A Dark and Stormy Night

This review was published in GCN on April 14, 1981. The answer to my offhand question in the body of the review is that "Vincent Virga" is not a pseudonym. Virga is a successful book designer and picture editor, and he went on to write two more novels: A Comfortable Corner (1986), about a contemporary gay male couple troubled by one partner's alcoholism, and Vadriel Vail (2001), another historical gay romance, but one that I found unreadable. He also compiled Eyes of the Nation: A Visual History of the United States (1997) with the Curators of the Library of Congress and Alan Brinkley.

Since Gaywyck appeared there has been a steady flow of gay male romances (to say nothing of lesbian romances, published sometimes by corporate publishers but mainly by Barbara Grier's Florida-based Naiad press). Some of these have included the male equivalents of bodice-rippers, to judge by their cover scans on Amazon. Few have come up to Gaywyck's standard. I guess this sort of thing is harder to do than I'd have guessed.

Gaywyck
by Vincent Virga
Avon Books
$2.95 paper

The cover should tell you as much as you need to know about Gaywyck. In the background a gloomy mansion crouches beneath lowering, foreboding skies; in the foreground a darkly handsome man in formal dress rests one hand (the other grasps a walking-stick) on the shoulder of a fragile, apprehensive-looking blond youth while waves crash on the rocks around them. “He was so innocent … until he fell captive to the brooding master and sinister secrets of GAYWYCK” – if that isn’t enough to send you into paroxysms of laughter, you have my sympathy. Go on to the magazine rack, pick up the latest issue of Honcho or whatever, and do not reflect on experiences which are beyond your understanding.

From the opening sentence of the narrative – “I resemble my mother physically”-- to the closing one – “Bells tolled, the sea continued, our love endures” – Mr. Vincent Virga had me in his spell. Robert Whyte, the novel’s narrator, is the son of a doting mother whom he resembles physically and a strict, distant father in late 19th-century New England. At the age of seventeen he is hired to catalogue the library at Gaywyck, the Long Island estate of the fabulously wealthy Gaylord family. Donough Cormack Gaylord, scion and sole surviving member – or so Robert is told – of the clan, lives there with his old tutor Julian Denvers, his old music teacher Everard Keyes, various other retainers, and “the dark sexual secrets of his past,” as it says here on the back cover. His mother, his father, and his identical twin brother Cormack Donough Gaylord all died in mysterious circumstances. Robert soon finds himself drawn tenderly to his employer, who reciprocates, but their tentative courtship is interrupted by Robert’s frequent illnesses and Donough’s business trips.
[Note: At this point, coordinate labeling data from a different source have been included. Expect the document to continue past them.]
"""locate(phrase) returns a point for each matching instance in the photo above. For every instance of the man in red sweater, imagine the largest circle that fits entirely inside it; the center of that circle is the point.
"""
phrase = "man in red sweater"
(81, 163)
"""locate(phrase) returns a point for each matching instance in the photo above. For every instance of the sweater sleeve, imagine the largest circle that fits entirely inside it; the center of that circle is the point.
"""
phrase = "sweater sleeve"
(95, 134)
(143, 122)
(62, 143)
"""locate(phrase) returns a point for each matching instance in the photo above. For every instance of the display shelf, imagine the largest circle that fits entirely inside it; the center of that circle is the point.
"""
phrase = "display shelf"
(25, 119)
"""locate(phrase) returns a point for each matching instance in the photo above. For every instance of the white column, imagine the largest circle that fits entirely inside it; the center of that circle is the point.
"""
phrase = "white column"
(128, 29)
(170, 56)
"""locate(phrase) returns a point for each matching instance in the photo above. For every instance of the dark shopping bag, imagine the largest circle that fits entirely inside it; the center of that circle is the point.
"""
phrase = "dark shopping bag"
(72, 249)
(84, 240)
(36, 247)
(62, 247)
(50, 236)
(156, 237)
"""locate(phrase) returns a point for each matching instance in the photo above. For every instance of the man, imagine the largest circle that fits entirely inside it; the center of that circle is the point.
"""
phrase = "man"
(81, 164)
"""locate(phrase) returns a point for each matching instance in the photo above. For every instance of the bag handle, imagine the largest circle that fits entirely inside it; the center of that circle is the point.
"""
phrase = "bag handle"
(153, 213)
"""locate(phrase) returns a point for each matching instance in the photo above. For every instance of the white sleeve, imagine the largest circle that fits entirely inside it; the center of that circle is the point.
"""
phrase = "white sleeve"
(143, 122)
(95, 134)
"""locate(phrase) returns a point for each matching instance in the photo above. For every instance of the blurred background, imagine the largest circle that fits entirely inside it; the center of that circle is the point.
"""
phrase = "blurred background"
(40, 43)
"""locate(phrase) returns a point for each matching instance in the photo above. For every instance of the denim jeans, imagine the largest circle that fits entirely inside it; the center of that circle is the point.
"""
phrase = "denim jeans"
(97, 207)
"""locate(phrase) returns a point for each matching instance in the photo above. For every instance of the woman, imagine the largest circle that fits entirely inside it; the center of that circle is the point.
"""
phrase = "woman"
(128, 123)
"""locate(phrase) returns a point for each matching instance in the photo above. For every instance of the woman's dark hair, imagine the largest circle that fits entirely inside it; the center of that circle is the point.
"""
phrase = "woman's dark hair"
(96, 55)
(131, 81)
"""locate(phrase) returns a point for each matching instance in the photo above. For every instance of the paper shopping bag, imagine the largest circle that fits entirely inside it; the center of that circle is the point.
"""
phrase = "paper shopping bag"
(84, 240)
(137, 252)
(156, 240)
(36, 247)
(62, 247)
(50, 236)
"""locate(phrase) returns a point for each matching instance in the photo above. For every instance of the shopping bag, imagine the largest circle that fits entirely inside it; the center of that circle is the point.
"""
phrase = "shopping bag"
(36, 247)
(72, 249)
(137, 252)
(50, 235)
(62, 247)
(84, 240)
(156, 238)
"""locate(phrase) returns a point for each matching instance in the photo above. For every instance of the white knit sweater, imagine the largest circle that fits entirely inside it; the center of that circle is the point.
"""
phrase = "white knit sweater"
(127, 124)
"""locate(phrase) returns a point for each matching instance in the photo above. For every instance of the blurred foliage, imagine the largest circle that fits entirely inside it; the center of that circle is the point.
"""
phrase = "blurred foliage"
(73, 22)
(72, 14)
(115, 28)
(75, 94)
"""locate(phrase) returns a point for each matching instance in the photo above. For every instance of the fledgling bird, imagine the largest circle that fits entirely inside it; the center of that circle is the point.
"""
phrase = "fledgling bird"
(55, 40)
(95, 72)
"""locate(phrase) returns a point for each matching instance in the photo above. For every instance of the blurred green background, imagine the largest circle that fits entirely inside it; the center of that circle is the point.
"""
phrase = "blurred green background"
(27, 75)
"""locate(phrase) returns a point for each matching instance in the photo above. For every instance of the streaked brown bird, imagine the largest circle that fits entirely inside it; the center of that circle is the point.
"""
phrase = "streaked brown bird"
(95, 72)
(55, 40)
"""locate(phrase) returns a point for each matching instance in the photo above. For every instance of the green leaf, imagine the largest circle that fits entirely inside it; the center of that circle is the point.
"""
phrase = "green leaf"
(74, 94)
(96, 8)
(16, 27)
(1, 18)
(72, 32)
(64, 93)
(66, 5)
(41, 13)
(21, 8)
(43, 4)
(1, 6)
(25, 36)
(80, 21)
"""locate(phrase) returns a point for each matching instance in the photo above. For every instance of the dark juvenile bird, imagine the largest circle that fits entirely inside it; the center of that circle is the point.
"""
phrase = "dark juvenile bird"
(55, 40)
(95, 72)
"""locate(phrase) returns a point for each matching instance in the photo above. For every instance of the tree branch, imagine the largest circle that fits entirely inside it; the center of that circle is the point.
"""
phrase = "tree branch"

This gives Robert time to uncover the dreadful Gaylord family secrets – assault, murder, incest, madness – without which no Gothic romance would be complete. In the end all the mysteries are unraveled, and with no impediments remaining to their love, Donough and Robert are free to live happily after, which they do, as the Epilogue reveals, for nearly seventy years.

I should confess that the only Gothic romance I’d read hitherto was Clara Reeve by “Leonie Hargrave” (a nom de plume of Thomas M. Disch), which I also recommend for its gay-related content but which, like Gaywyck, is as much a joke on the genre as an example of the genre. But Gaywyck, like Clara Reeve, is more than a tour de force. Vincent Virga (another pseudonym?) does more, it seems to me, than touch all the bases of a conventional genre of pulp romance. But that is for people who know the genre to say.

What I can say is that Mr. Virga writes pretty well – I did not, as I so often do, find myself mentally rewriting half his sentences for him – and he has written a novel about gay men which is fun to read, which is nice for a change. While I wouldn’t go so far as to say that Gaywyck is Politically Correct, since our heroes are too good-looking and wealthy, it at least eschews misogyny and machismo. It even has a reasonably credible happy ending. That alone is enough to make me wish Gaywyck had been around when I was in high school. One could, I suppose, ask for more, but for now I’m counting my blessings.